A garota anda a passos moderados na direção do animal. Não há consenso, até onde ela saiba, no que diz respeito à animosidade dos cervos contra os humanos. Nunca ouvira relatos de alguém ser atacado por um deles. E aquele da qual se aproxima é uma fêmea, sequer tem chifres. Sabia, sim, que não são muito bem-vindos na cidade, sobretudo nas áreas residenciais, pois são capazes de desgraçar hortas e jardins num piscar de olhos. Um animal um tanto inútil, portanto: não serve para companhia e sua carne tem tanto valor quanto a de um boi. Ela sabe que seu pai já caçou veados, mas não se lembra de ouvi-lo falar disso com orgulho, festejo ou alarido. Já provou veado ou corça, é claro, mas sua carne nunca foi, ao menos em sua casa, servida como um troféu, como certificação de sua perícia. Para seu pai, celebrar a caça de uma corça seria um atentado à própria masculinidade, ainda que, secretamente, quando o tiro se confirmava certeiro, o prazer que sentia fosse incomparável — e dúbio, como todo prazer que se preze.
A verdade é que a garota nunca havia parado para pensar nisso: nesses mamíferos tão populosos e vulgares a ponto de tornarem-se invisíveis — ou assim os querem. Lembra-se num flash de ouvir um relato sobre os esquilos do Central Park: a amiga de uma amiga de sua mãe, sentada num banco sob as árvores, levou um susto quando um esquilo se estatelou no chão, bem na sua frente. O animalzinho agonizava: estava ferido, parecia sofrer, mas era valente. A mulher, consternada, perguntou ao desconhecido sentado na outra ponta do banco: “Será que o levamos ao pronto-socorro veterinário?”. O homem, sem esboçar qualquer sorriso, respondeu: “Fique à vontade”.
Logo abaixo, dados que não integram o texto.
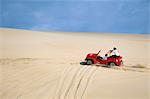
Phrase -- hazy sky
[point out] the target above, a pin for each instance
(117, 16)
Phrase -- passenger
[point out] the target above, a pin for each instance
(115, 53)
(105, 57)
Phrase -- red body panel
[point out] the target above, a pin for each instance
(95, 58)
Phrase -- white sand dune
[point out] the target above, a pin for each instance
(41, 65)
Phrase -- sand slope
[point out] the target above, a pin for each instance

A poucos metros da corça, que dá passos hesitantes para frente e para trás, nossa garota estanca. Pode escutar a respiração débil do animal, e vê seu tórax inflar e ceder rapidamente. Mas está impassível, e afasta uma mecha de cabelo que atrapalha a vista para captar a totalidade daquele corpo. É mais baixo que o seu, mas também mais robusto. Repara na umidade do focinho preto e nas narinas avantajadas. Avança mais dois passos.
Só então sente o coração acelerar, não tanto pelo possível risco dessa aproximação, e sim pela aporia cognitiva que experimentava: por um momento quer afastar o animal de sua visão, mas não para enxotá-lo — quer movê-lo para o lado da mesma forma com que deslocou sua mecha de cabelo para trás da orelha. Seus pelos, os dela e os da corça, têm precisamente a mesma cor amadeirada.
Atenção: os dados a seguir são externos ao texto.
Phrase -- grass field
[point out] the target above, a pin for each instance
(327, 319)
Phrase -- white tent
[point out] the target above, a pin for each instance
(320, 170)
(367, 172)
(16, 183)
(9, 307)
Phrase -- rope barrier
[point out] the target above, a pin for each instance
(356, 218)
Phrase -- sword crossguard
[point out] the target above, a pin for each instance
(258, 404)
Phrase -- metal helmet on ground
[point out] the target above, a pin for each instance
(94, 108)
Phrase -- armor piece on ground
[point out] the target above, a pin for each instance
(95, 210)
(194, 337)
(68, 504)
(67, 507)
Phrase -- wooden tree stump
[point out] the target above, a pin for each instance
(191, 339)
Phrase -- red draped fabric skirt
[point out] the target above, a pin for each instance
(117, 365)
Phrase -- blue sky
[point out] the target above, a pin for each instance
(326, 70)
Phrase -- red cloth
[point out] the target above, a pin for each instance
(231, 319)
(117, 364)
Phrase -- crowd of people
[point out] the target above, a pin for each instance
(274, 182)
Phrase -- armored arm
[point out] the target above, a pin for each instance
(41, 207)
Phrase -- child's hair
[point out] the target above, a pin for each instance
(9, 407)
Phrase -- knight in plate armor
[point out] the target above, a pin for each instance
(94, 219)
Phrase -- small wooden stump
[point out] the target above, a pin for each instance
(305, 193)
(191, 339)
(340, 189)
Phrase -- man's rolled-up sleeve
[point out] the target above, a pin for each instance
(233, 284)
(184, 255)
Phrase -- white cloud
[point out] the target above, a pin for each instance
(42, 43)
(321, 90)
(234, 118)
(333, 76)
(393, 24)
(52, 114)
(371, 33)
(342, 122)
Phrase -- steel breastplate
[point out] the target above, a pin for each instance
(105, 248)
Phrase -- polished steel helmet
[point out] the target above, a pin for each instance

A confusão dissolve alguma coisa no alto de sua cabeça. Olha finalmente os olhos da corça, os cílios fartos e a aparente ausência de pupilas: eram negros, negros por inteiro. A respiração das fêmeas está descompassada, garantindo-lhes ainda algum senso de diferença. Encarando a corça desde o alto, por um instante a menina aperta as mandíbulas, irritada com o ar desinteressado da oponente. Já não sentia sono.
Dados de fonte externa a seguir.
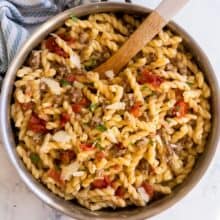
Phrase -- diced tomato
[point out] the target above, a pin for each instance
(180, 109)
(84, 102)
(107, 180)
(37, 124)
(67, 155)
(67, 38)
(120, 192)
(27, 106)
(147, 76)
(179, 94)
(86, 147)
(100, 155)
(76, 107)
(65, 117)
(136, 109)
(101, 183)
(53, 47)
(56, 175)
(70, 78)
(148, 189)
(117, 167)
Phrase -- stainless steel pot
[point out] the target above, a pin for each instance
(71, 208)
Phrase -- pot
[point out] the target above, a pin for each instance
(72, 209)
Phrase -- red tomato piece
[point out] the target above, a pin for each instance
(136, 109)
(56, 176)
(65, 117)
(86, 147)
(53, 47)
(37, 124)
(179, 94)
(76, 107)
(147, 76)
(107, 180)
(100, 155)
(101, 183)
(67, 155)
(67, 38)
(117, 167)
(70, 78)
(27, 106)
(84, 102)
(180, 109)
(148, 189)
(120, 192)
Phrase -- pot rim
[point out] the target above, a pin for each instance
(74, 210)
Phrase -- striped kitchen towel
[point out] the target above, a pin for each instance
(18, 17)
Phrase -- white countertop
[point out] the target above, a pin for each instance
(18, 203)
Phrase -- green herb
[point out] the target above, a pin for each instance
(101, 128)
(74, 18)
(93, 107)
(35, 159)
(90, 64)
(64, 82)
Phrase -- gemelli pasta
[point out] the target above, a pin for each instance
(110, 140)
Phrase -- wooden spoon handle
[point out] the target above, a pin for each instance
(150, 27)
(145, 32)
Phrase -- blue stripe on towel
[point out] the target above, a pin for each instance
(15, 18)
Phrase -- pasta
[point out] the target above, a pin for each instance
(110, 140)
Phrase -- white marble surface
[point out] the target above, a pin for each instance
(18, 203)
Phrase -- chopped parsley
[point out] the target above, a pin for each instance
(74, 18)
(93, 107)
(64, 82)
(35, 159)
(101, 127)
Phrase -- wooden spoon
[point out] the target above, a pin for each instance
(150, 27)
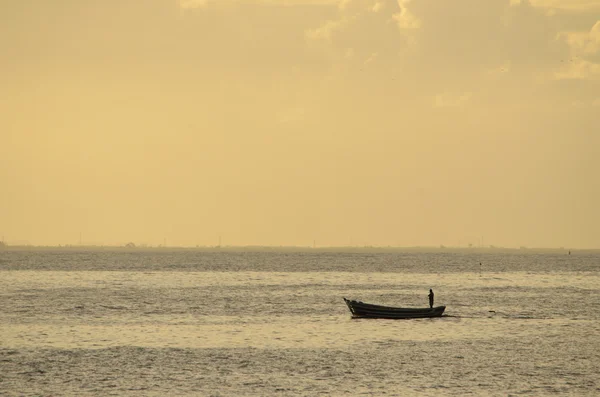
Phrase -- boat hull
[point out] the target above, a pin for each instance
(366, 310)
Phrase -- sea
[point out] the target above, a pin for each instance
(273, 322)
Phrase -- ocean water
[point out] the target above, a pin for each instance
(194, 323)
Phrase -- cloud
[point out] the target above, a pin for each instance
(584, 43)
(326, 30)
(584, 48)
(405, 19)
(286, 3)
(568, 5)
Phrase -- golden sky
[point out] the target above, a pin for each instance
(288, 122)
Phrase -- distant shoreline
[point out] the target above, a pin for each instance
(347, 249)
Era tudo um superlativo: o amarelo açafroado das paredes, motivo de comentários desdenhosos do corpo discente, invertia a estação — estavam, menina e corça, flutuando sobre uma piscina funda e antiga, os olhares zerados, extasiadas com o bafo escaldante e ocre de um verão colossal. Era temporada.
Nota
[1] “Cordeirinho, quem te fez? Sabes quem é que te fez?/ Deu-te vida, deu-te pasto,/ Um riacho no campo vasto.” (trad. Sidnei Schneider).